It is not limited to automobile industry, when conducting design of the product, the target spec for the product is determined first and takes a top-down approach which breaks down the overall objectives into each part level. On the other hand, the actual development is made by the bottom-up approach. Depending on the production phase, required measurement technique and prediction technique is different.

Acoustic material development starts from development of single-layered material. It is important to develop single-layered materials which have sufficient absorption and sound insulation performance, and to identify the parameters to characterize acoustic property of them. With the characteristics which represent the acoustic performance accurately, the acoustic performance of the multi-layered material can be predicted. These parameters are called as "Biot parameter", which are used to build the complete acoustic model of poro-elastic materials. We have the facility to be able to measure these parameters in our laboratory. It is rare to have such facility in Japan. Usually, Biot model uses eight parameters to describe. They are including thickness and density which are general parameters. Other parameters are special for this model, such as porosity, flow resistivity, tortuosity, viscous characteristic length, thermal characteristics length, shear modulus and Poisson's ratio. Finally the normal incidence sound absorption coefficient is predicted to verify the modeling result based on the Biot model.

The sound absorption and insulation performance of the multi-layered material can be predicted by transfer matrix method, if the Biot parameters for each layer consisting of multilayered structure are obtained. By using this technique, our original software called "CAPMLS" can be used to predict the acoustic performance of both single and multi-layered material. And it is contributed significantly to optimize multi-layered structures. As an experimental approach, it is effective to measure the normal incidence sound absorption coefficient here as well. In addition, if the final purpose of the material is an interior material, it is usual to evaluate the reverberation absorption coefficient, which is close to the actual acoustic wave incidence condition.

Interior material of automobile is pressed finally forming. There are some deficient cases such as there is a hole to put through wire harness or duct, and thickness of material is not uniform, it may not demonstrate the same performance obtained in Phase #2.

In general, sound absorption performance is evaluated by the absorption coefficient in reverberation chamber. However for product performance evaluation, it is difficult to determine the absorption coefficient, so it is generally evaluated by sound absorbing power. Sound insulation performance is evaluated by sound transmission loss. These measurements are very important to obtain the correct assessment result while requiring advanced know-how to measure, but it is not enough to figure out and control the weak parts for sound insulation.

To obtain further detailed information, we evaluate the sound intensity distribution close to the surface of specimen which is installed at the openings in between the reverberation chamber and anechoic chamber.
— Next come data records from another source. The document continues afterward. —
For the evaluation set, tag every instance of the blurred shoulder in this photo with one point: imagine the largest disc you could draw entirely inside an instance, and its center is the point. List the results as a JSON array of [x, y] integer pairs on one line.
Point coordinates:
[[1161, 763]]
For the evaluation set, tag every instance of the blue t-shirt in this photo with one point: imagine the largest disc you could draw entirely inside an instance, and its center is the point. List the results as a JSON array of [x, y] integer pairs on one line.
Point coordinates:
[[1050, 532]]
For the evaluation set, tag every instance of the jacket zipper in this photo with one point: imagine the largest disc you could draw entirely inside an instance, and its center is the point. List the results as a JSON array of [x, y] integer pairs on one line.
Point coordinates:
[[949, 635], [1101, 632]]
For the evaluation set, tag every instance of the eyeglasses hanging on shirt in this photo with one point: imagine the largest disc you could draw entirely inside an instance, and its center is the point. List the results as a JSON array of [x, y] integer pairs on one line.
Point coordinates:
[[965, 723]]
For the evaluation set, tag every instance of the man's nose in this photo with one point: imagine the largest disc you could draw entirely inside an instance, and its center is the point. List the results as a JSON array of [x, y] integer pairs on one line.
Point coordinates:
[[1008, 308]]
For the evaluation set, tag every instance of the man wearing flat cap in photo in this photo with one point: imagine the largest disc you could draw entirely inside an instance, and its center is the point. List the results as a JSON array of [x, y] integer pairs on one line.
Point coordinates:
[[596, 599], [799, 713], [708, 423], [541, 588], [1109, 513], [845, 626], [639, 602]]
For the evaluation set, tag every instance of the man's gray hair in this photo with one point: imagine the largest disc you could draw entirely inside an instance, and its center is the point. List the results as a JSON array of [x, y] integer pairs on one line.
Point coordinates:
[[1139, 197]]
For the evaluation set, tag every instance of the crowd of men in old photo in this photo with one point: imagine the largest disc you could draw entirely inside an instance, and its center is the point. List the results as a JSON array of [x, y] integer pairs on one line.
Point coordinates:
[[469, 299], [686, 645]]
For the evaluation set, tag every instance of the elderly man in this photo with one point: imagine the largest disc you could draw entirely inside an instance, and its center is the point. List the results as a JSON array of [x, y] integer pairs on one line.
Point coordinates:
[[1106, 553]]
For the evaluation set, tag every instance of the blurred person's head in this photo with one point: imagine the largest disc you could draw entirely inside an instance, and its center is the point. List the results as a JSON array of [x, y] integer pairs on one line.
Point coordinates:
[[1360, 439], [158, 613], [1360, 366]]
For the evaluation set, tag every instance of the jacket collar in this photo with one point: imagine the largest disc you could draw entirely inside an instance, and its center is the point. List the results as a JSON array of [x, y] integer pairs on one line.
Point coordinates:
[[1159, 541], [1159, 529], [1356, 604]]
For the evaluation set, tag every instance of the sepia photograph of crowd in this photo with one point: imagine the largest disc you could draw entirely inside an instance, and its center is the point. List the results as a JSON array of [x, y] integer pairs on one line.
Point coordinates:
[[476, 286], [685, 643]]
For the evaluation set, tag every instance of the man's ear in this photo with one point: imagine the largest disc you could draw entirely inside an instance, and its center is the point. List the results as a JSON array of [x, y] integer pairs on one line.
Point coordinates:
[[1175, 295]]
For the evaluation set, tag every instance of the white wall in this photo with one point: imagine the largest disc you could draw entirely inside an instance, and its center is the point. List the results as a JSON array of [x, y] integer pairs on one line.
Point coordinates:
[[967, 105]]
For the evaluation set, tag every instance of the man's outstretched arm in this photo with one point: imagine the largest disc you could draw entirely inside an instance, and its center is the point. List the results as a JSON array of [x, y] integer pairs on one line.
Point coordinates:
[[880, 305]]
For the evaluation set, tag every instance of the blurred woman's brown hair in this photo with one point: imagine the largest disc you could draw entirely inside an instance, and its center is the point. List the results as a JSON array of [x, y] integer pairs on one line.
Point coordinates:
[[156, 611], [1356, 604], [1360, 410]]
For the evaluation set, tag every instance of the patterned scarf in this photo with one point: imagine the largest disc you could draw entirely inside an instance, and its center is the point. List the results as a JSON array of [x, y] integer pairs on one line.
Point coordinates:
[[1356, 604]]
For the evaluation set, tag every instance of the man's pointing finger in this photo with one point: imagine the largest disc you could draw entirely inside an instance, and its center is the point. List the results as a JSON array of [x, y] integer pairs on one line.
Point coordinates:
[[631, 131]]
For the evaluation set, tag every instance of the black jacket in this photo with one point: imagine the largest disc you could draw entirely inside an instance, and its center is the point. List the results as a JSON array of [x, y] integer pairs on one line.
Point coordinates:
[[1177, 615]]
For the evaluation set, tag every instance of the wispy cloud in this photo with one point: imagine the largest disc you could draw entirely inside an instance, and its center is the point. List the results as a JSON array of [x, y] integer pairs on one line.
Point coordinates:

Also, the sound source identification and visualization by "Noise Vision" can be used. Such advanced analysis can be contributed to obtain the information which is directly related to countermeasure.
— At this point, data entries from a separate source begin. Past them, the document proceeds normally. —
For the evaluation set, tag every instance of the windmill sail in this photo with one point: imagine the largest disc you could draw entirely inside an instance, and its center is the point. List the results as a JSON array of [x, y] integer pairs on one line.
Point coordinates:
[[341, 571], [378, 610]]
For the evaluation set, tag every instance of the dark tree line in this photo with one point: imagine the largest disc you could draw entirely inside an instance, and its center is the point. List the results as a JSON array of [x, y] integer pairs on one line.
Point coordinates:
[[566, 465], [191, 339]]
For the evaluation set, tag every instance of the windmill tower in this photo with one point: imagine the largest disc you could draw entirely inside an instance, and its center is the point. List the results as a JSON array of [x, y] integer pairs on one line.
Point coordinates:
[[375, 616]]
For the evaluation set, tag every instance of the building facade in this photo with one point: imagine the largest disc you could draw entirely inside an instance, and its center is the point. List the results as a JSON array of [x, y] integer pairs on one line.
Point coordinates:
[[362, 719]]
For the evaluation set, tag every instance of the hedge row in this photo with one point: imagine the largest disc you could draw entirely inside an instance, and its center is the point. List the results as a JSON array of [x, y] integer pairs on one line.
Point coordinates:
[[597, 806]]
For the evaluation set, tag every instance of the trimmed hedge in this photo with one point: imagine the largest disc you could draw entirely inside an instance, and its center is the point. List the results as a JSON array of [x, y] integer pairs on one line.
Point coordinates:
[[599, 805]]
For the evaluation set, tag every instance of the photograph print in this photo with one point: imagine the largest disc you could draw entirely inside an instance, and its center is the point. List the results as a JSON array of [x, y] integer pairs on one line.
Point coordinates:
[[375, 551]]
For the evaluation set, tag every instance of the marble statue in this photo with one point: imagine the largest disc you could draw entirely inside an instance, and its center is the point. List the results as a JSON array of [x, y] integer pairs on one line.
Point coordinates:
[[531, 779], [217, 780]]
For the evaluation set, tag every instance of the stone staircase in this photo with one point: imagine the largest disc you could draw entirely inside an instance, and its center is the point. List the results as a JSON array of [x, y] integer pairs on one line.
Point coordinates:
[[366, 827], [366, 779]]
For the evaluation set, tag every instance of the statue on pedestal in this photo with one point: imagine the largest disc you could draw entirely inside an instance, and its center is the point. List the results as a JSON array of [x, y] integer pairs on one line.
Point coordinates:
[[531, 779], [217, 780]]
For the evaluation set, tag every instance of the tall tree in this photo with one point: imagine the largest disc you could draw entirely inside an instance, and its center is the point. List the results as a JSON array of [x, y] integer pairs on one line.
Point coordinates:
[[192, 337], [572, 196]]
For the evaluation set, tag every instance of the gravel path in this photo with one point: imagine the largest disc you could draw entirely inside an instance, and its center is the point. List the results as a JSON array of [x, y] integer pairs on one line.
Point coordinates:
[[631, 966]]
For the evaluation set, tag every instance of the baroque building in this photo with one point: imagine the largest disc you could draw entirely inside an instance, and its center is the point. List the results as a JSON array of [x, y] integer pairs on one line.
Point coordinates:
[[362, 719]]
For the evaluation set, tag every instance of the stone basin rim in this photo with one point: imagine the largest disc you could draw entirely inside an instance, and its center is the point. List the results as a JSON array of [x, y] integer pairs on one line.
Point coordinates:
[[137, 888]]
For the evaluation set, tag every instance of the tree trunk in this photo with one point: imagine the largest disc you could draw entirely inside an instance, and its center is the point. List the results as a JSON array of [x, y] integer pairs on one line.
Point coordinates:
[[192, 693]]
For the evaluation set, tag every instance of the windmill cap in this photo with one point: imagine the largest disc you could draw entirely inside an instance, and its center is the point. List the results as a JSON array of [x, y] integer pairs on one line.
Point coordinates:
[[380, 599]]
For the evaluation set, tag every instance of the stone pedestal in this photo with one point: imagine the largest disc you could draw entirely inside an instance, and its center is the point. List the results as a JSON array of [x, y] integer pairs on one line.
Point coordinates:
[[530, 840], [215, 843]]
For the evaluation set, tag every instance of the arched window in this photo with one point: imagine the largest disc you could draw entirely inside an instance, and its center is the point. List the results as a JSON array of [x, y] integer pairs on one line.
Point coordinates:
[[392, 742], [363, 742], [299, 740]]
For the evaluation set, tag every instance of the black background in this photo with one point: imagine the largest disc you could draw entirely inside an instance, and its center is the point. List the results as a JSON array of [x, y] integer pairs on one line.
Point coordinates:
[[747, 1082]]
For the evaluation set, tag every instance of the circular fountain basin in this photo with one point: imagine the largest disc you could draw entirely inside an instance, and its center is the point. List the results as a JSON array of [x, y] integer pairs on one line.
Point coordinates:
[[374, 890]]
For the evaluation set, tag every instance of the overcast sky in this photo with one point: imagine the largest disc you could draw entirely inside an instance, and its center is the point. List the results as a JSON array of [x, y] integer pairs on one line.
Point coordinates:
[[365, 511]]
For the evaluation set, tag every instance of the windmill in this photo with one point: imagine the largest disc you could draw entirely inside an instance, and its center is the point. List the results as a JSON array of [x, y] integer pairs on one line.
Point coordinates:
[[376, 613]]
The final phase of development is performance evaluation of the materials installed to the test vehicle. In the measurement using the test vehicle, various factors are related other than the developed products. Since an automobile has many parts, it is necessary to take out many other parts to install the developed products.

We have to be careful because the measurement result may be affected by changing of the supporting conditions of materials while installing or taking out these parts. At this phase, the contribution analysis (it is sometimes called acoustic sensitivity analysis) and the sound source identification and visualization using "Noise Vision" can be applied. Also, to evaluate the sound insulation performance of the dash panel against the engine noise systematically, automotive cut body is installed to the openings in between the reverberation chamber and anechoic chamber.